Rapper Snoop Dogg says he wants to create a music festival in his father's hometown so he can perform in Mississippi.
"We always stop in New Orleans but we never book a show here. We might as well do it ourselves because my booking agent just won't do it," he said during a weekend stop in Magnolia, a south Mississippi city of about 2,400 near the Louisiana state line.
The rapper born Calvin Broadus stopped in Magnolia on his way to the New Orleans Jazz and Heritage Festival, where he performed Saturday, to discuss his plans for "Snoop Fest" with the mayor, the McComb Enterprise-Journal reported Monday.
"We want to try to get it done this year, but if not, we will definitely do it next year," Mayor Anthony Witherspoon said.
He said Magnolia is a great venue because it's 90 minutes from Jackson, Hattiesburg, Baton Rouge and New Orleans.

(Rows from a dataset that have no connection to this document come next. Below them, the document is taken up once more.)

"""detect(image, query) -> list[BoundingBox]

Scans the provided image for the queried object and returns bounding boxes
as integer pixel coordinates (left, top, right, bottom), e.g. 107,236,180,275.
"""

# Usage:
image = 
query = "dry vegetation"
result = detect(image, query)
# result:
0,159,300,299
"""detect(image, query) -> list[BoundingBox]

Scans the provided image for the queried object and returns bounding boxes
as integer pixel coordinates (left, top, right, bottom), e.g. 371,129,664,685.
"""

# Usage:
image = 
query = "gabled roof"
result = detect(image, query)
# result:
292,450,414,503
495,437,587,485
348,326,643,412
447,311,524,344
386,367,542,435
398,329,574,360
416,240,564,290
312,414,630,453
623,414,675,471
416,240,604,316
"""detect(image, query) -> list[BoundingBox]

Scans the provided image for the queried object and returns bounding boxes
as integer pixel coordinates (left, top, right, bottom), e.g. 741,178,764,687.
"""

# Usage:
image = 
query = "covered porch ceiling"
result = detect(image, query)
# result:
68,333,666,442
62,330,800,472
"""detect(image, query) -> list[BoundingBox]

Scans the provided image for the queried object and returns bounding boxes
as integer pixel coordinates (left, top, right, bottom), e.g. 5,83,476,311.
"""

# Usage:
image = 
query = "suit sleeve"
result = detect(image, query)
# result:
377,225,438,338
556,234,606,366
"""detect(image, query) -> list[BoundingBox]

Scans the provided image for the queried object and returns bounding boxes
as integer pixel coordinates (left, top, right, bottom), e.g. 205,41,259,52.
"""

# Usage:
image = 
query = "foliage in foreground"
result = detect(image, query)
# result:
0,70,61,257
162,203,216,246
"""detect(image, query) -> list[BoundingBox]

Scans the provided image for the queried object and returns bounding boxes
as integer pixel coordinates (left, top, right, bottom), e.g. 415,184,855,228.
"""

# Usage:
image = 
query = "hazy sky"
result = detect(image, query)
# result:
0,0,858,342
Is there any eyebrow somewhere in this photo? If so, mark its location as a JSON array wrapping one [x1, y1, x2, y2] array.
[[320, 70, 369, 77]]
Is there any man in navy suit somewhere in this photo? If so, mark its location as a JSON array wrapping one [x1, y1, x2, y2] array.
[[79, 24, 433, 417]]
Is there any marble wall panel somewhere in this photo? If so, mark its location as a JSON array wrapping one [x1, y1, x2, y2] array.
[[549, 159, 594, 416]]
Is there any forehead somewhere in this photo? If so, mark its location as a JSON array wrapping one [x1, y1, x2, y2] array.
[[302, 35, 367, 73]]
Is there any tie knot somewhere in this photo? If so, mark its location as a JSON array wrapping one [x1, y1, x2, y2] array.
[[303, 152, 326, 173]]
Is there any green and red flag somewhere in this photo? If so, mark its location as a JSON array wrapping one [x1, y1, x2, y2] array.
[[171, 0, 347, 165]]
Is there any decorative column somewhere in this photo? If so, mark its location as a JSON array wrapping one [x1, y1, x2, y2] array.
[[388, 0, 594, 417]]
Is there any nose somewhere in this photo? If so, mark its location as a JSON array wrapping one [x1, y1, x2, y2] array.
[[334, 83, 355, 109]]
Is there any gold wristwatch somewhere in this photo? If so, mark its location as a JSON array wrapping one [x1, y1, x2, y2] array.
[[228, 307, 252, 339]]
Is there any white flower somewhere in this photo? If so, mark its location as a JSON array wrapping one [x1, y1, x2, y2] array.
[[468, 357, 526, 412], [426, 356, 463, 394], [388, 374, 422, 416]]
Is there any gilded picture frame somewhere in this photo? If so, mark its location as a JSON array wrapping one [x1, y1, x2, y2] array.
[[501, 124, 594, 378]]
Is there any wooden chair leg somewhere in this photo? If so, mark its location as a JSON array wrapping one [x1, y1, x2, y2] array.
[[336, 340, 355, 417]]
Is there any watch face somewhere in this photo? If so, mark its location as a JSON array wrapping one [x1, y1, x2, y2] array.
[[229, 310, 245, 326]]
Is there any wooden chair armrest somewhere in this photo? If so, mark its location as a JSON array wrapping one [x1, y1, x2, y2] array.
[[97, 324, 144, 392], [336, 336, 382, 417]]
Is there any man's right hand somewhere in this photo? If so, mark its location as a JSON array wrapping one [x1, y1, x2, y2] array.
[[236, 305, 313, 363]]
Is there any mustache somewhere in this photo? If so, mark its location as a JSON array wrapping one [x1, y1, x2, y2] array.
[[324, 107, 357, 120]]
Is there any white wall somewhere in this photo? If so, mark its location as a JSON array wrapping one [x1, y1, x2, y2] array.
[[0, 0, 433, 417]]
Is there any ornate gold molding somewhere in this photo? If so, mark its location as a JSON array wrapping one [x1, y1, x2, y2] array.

It's about 17 miles (27.4 kilometers) north of the Louisiana state line and just a few more from Britney Spears' hometown of Kentwood, Louisiana.
Snoop Dogg said the festival's first day would feature blues, gospel and country acts for the "aunts, grandmas and uncles," with hip-hop and rhythm and blues on the second day. He would close the festival.
"I think the first should have what the heritage of Mississippi is about and then the second day should be about the generation that took it to another level," he said.
Snoop said he wants to bring back Mississippi natives Brandy and Ray J Norwood of McComb, David Banner of Jackson, Souljia Boy of Batesville and newcomer La'Porsha Renae, also of McComb, and to give a shot to some performers who are still local.
"We can give the top five hottest artists a chance to open up," he said.
The rapper said he wants to do something that reaches out to everyone. He said he comes to Mississippi three or four times a year, but only his family sees him.
"I want to do something so that everyone will get to see me," he said. "If I wanted to do a show and leave, I could've done that. I wanted to do something to make a mark here. I just wanted to make an impact on the people here because I know how much I mean to them."